Eve of the Feast of the Glorious Cross

This Wednesday 13 September is the eve of the Feast of the Glorious Cross. The feast marks the beginning of the final liturgical season of the Maronite year.

The feast originated after Saint Helen found the True Cross of Christ when she was on a pilgrimage to the Holy lands. Born in the 3rd Century, St Helen converted to Christianity and was the mother of the Emperor Constantine who was the first Christian Emperor of Rome.

In the Hoosoyo of the liturgy of the feast we are reminded that the Holy Cross is the instrument of our salvation. The instrument of death became the life-giving tree. The wood of Adam’s tree of sin became Christ’s tree of life.

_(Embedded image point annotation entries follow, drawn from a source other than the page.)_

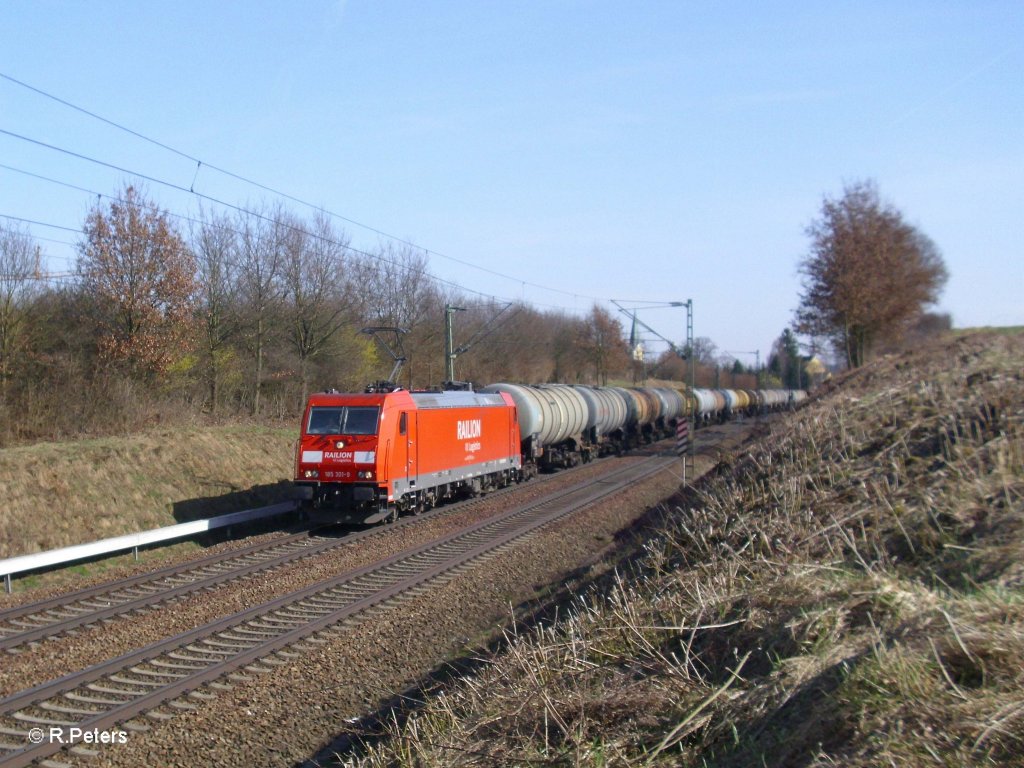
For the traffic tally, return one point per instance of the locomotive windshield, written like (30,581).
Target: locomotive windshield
(343,420)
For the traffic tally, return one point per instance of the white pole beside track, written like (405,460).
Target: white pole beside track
(65,555)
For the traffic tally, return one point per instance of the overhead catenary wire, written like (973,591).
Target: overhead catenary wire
(201,163)
(231,206)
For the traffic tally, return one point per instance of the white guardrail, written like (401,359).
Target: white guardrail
(65,555)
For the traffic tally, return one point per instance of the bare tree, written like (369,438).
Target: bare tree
(261,263)
(867,275)
(18,269)
(141,280)
(215,246)
(317,302)
(602,337)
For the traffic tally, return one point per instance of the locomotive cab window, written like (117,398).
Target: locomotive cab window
(343,420)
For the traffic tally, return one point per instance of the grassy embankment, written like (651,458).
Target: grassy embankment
(56,495)
(846,592)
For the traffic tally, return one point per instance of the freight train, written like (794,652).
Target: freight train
(368,458)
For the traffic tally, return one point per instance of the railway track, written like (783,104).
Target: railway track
(62,613)
(180,672)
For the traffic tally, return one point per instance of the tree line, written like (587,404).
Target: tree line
(244,314)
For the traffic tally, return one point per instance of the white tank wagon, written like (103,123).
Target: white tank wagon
(552,421)
(608,412)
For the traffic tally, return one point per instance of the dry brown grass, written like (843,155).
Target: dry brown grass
(848,592)
(55,495)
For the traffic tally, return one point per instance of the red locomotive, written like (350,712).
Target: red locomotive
(371,457)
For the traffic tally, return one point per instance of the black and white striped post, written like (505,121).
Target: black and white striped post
(683,442)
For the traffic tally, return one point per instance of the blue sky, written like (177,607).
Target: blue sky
(589,151)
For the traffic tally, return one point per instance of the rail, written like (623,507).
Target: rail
(65,555)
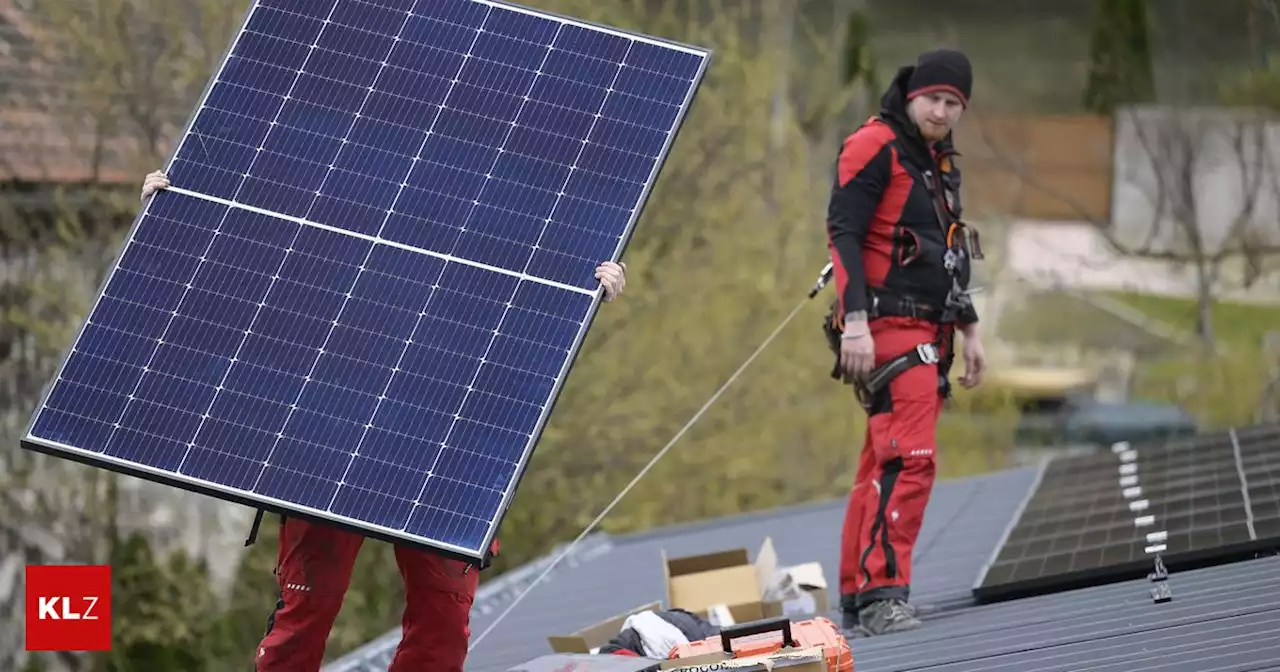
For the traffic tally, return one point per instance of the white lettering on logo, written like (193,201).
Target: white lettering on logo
(49,609)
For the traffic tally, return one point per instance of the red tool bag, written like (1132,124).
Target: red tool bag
(772,635)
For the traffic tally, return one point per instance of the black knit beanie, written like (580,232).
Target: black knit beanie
(942,69)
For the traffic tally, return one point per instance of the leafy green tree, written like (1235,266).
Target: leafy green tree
(1120,56)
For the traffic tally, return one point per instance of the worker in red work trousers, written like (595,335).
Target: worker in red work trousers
(900,257)
(314,570)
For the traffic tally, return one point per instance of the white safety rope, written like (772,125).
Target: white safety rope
(643,471)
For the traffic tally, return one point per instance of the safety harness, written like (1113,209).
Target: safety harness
(963,243)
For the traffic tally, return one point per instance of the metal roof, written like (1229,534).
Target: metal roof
(1224,617)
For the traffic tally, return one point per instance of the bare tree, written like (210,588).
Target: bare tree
(1196,187)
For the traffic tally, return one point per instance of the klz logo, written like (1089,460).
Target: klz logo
(68,608)
(60,609)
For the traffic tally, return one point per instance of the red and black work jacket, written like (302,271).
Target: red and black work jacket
(894,214)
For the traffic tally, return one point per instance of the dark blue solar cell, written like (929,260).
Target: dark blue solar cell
(641,112)
(616,163)
(662,60)
(448,36)
(592,216)
(515,53)
(319,9)
(580,68)
(602,45)
(629,137)
(376,341)
(521,26)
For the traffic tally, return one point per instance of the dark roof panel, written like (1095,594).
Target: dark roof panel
(963,524)
(1221,618)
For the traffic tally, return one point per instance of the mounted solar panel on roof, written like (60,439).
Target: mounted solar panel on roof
(373,272)
(1104,517)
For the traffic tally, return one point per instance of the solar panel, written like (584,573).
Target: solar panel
(1104,517)
(373,272)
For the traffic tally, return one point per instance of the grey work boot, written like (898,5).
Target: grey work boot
(885,617)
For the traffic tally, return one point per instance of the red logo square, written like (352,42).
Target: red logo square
(68,608)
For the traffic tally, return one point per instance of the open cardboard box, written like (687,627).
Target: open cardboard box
(728,579)
(597,635)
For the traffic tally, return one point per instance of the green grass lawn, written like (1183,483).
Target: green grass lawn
(1233,323)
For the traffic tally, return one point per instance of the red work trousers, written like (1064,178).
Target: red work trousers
(895,471)
(314,571)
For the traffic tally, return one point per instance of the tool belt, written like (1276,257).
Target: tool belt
(882,305)
(881,376)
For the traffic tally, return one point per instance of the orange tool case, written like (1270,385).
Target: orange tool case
(762,638)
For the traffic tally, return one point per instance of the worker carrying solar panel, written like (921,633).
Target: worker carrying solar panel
(900,256)
(314,568)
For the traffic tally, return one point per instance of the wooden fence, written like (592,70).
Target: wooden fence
(1056,168)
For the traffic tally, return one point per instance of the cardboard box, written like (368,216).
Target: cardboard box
(728,577)
(597,635)
(790,659)
(748,590)
(798,592)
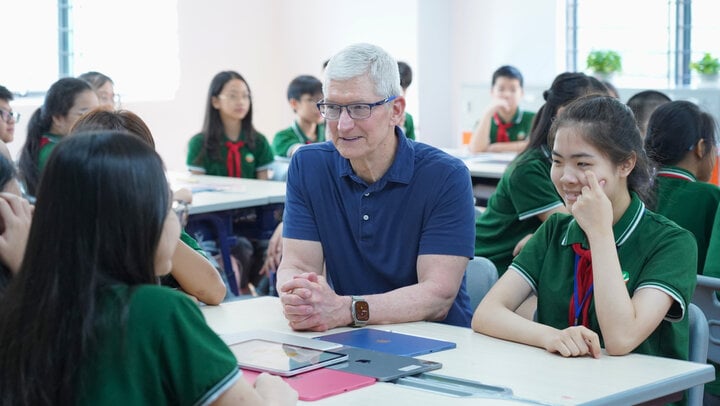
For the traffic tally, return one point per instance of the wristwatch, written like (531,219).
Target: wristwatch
(360,311)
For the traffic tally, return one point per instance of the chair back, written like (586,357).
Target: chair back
(480,275)
(699,338)
(706,299)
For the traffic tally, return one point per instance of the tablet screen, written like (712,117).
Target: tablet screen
(282,359)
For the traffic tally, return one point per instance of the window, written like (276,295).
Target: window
(133,41)
(656,39)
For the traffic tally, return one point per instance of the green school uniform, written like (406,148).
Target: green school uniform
(654,253)
(712,261)
(47,142)
(522,121)
(163,354)
(294,135)
(524,191)
(251,160)
(409,127)
(689,203)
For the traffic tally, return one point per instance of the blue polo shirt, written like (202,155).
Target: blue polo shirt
(371,235)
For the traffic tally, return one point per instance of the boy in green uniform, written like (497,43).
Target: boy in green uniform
(408,125)
(229,144)
(612,275)
(304,92)
(504,127)
(525,195)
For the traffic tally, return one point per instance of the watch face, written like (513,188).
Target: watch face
(362,311)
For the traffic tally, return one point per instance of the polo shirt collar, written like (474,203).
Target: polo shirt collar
(675,172)
(400,171)
(622,230)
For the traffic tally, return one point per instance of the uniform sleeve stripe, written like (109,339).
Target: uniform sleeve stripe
(672,314)
(525,276)
(226,383)
(535,212)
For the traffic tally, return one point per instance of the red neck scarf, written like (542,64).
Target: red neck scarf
(502,135)
(582,287)
(234,164)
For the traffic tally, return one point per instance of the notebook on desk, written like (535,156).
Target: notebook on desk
(320,383)
(388,341)
(381,365)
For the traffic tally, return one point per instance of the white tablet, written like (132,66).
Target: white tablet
(281,358)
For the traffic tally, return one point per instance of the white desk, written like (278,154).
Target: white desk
(530,372)
(219,193)
(216,197)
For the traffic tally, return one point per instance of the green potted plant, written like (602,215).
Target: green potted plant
(604,63)
(707,67)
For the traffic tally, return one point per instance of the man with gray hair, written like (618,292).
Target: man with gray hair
(378,228)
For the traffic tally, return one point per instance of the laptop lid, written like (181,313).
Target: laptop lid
(388,341)
(381,365)
(320,383)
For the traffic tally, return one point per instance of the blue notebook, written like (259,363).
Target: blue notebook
(388,342)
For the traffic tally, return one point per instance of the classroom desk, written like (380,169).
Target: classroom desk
(217,198)
(533,374)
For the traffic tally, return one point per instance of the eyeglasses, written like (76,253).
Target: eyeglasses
(7,115)
(234,97)
(356,111)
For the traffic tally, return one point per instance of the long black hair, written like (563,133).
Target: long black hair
(565,88)
(101,206)
(213,129)
(609,125)
(60,98)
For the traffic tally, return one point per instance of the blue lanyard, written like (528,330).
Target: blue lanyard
(576,292)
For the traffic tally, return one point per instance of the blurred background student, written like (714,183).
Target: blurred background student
(303,94)
(643,104)
(15,218)
(408,125)
(103,86)
(682,139)
(65,101)
(8,118)
(504,127)
(229,144)
(191,269)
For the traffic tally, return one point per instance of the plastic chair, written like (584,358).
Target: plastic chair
(699,339)
(480,275)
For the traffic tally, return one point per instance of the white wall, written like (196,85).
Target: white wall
(448,44)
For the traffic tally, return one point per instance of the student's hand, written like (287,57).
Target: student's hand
(15,219)
(274,252)
(576,341)
(309,303)
(592,209)
(519,246)
(274,391)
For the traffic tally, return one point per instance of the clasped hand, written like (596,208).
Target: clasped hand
(309,303)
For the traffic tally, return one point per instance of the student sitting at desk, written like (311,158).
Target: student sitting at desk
(191,270)
(525,195)
(303,94)
(504,127)
(65,101)
(229,144)
(681,139)
(84,321)
(15,218)
(389,219)
(612,274)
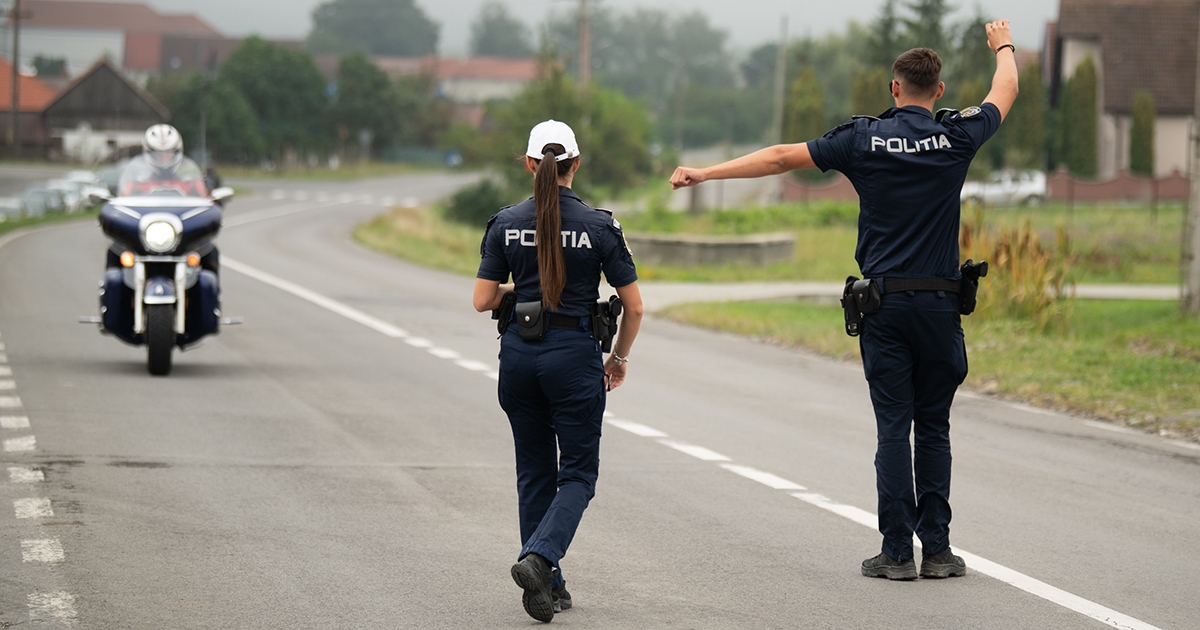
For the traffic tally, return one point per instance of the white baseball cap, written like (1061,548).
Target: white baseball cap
(552,132)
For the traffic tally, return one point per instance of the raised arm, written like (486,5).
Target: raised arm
(1003,83)
(769,161)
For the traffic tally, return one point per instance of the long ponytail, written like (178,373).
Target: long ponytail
(551,267)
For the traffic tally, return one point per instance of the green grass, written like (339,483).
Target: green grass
(1133,363)
(49,217)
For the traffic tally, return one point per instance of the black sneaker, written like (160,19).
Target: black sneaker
(882,565)
(942,564)
(561,598)
(534,575)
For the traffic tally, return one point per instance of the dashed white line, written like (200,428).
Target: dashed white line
(766,479)
(52,607)
(13,421)
(46,551)
(636,429)
(22,444)
(25,474)
(699,453)
(33,508)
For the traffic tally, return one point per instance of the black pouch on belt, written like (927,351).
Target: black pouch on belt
(532,321)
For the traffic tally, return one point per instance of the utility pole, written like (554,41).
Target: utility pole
(15,108)
(585,46)
(1192,250)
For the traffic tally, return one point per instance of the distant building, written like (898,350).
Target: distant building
(1137,45)
(468,83)
(34,97)
(135,37)
(101,113)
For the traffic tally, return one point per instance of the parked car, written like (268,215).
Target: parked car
(1007,187)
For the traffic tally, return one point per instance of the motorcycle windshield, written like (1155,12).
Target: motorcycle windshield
(143,179)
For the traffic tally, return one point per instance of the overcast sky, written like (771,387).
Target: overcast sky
(749,22)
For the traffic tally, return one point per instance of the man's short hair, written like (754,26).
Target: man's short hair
(919,70)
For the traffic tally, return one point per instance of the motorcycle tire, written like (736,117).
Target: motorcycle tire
(160,337)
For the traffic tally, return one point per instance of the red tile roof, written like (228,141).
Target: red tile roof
(34,95)
(111,16)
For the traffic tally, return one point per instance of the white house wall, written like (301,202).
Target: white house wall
(81,47)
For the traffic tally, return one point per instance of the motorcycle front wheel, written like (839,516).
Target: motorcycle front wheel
(160,337)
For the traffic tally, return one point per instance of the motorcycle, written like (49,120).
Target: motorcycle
(161,288)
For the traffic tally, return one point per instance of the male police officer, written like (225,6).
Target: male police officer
(909,169)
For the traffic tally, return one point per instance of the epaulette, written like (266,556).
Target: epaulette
(945,112)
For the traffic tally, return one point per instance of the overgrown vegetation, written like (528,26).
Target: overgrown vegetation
(1132,363)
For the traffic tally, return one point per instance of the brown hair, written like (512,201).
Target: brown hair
(921,70)
(551,267)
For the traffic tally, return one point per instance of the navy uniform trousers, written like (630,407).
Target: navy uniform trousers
(915,359)
(553,394)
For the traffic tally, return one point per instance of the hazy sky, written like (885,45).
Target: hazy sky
(749,22)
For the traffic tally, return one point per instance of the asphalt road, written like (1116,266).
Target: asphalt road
(340,461)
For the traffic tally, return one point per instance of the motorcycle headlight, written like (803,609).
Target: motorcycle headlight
(160,237)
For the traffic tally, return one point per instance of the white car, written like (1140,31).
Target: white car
(1024,187)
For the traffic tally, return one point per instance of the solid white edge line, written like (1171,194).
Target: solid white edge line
(699,453)
(767,479)
(25,474)
(635,427)
(13,421)
(33,508)
(52,607)
(348,312)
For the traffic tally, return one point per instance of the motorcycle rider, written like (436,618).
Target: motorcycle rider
(165,171)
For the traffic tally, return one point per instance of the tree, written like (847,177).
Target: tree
(1024,127)
(805,115)
(870,94)
(924,29)
(1079,121)
(367,100)
(1141,136)
(286,91)
(231,125)
(393,28)
(496,33)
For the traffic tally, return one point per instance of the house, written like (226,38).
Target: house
(101,113)
(137,39)
(34,97)
(1137,45)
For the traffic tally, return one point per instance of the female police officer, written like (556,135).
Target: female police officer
(552,379)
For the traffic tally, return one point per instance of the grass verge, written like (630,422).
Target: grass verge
(1132,363)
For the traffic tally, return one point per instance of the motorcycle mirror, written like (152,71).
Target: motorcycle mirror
(222,195)
(99,197)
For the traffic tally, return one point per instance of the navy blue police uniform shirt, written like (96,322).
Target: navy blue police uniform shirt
(909,172)
(592,243)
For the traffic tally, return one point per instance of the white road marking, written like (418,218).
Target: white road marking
(52,607)
(22,444)
(474,366)
(699,453)
(316,298)
(13,421)
(25,474)
(46,550)
(636,429)
(766,479)
(33,508)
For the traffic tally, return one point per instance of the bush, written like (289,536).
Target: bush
(477,203)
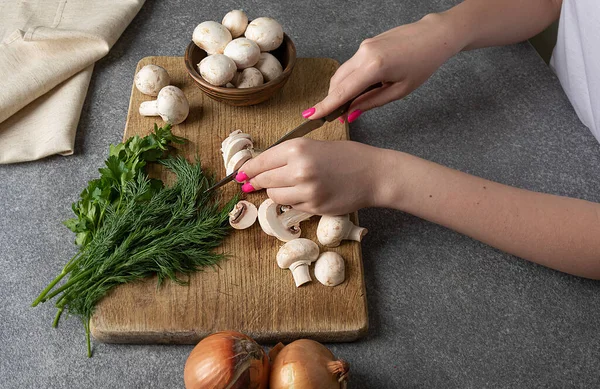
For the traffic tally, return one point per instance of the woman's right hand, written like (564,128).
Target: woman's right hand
(402,59)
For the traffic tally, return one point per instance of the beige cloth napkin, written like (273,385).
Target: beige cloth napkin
(47,53)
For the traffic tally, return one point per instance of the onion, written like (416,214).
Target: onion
(306,364)
(229,360)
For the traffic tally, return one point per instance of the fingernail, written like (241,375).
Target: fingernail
(308,113)
(241,177)
(354,115)
(247,188)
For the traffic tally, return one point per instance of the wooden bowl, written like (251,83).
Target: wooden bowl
(286,54)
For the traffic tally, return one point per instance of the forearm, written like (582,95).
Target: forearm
(474,24)
(558,232)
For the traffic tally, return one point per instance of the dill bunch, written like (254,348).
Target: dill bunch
(168,232)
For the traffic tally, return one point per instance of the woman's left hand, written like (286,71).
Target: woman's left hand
(319,177)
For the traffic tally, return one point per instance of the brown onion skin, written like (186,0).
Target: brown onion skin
(306,364)
(227,359)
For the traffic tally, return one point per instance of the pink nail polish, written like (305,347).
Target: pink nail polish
(308,113)
(354,115)
(247,188)
(241,177)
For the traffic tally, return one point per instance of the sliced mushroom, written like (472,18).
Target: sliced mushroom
(171,105)
(329,269)
(151,79)
(243,215)
(238,160)
(280,221)
(234,135)
(333,229)
(297,255)
(235,146)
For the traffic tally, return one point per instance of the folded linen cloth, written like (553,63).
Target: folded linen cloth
(47,53)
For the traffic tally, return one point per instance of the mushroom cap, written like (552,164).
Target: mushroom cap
(266,32)
(211,37)
(332,229)
(238,160)
(233,135)
(249,78)
(330,269)
(243,52)
(236,145)
(262,216)
(217,69)
(296,252)
(243,215)
(151,79)
(236,22)
(269,66)
(172,105)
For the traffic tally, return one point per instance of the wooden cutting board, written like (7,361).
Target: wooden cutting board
(248,292)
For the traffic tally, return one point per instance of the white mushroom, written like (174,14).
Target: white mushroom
(171,105)
(297,255)
(243,215)
(232,136)
(236,22)
(329,269)
(151,79)
(217,69)
(235,146)
(238,160)
(281,221)
(249,78)
(267,32)
(243,52)
(333,229)
(269,66)
(211,37)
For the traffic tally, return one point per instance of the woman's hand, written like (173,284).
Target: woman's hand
(402,59)
(331,178)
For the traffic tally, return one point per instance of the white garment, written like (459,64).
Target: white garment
(47,52)
(576,59)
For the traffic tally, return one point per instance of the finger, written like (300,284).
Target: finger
(274,178)
(267,160)
(286,196)
(379,97)
(343,71)
(349,88)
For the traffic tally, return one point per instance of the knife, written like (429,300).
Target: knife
(303,129)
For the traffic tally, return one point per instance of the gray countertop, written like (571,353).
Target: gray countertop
(445,310)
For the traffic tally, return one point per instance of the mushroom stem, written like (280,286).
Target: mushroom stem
(300,273)
(149,108)
(356,233)
(293,217)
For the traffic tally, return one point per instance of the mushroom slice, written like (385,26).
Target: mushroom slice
(233,147)
(333,229)
(234,135)
(280,221)
(243,215)
(297,255)
(238,160)
(329,269)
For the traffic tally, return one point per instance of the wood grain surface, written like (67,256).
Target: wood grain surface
(248,292)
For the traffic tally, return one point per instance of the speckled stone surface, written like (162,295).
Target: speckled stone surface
(445,311)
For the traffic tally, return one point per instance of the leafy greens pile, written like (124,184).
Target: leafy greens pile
(130,226)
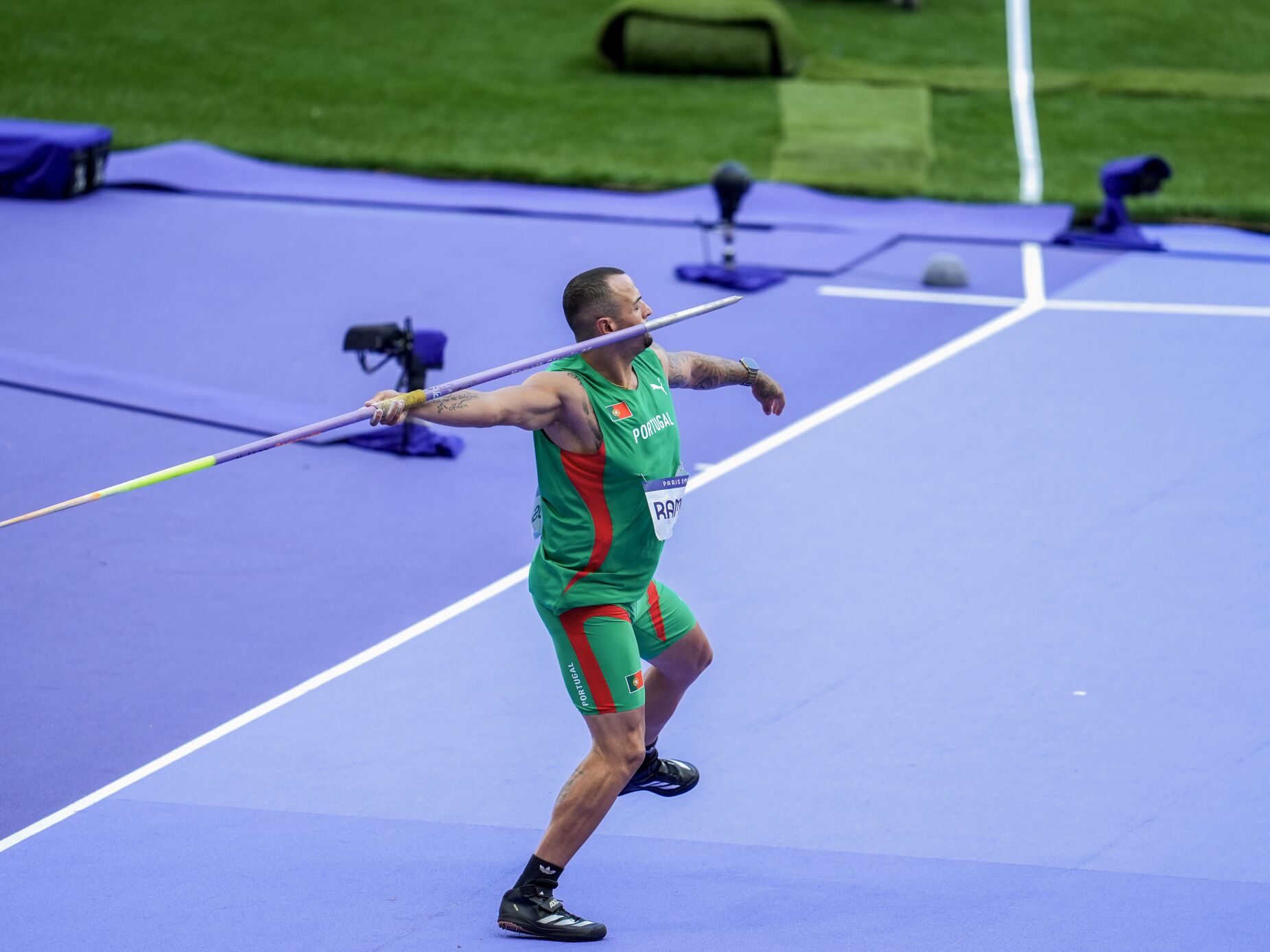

After converting to Christianity, Saint Helena, the mother of Emperor Constantine, went on a pilgrimage to Jerusalem to search for the cross used in the Crucifixion. She positioned groups of believers on all of the hilltops between Constantinople and Jerusalem. During the search, she found three crosses down in the valley between the hills. To verify which Cross belonged to Jesus, Saint Helena brought sick people with her. Each sick person touched the crosses and it was when the sick person touched the third one and was healed that she knew it was the True Cross. She lit a bonfire as a signal which was then passed to Constantine with bonfires on all the hills.

In Maronite and Eastern Tradition, on the night of the feast, huge bonfires and candles illuminate houses and villages as far as the eye can see. Bonfires are lit on mountains and in villages, huge crosses with lights are hung and candles in sandbags are placed around the houses.

It is a wonderful tradition to teach our children and is one which you can prepare for on Wednesday night. You can light candles and place them around your house and teach your children of the triumph of light over darkness!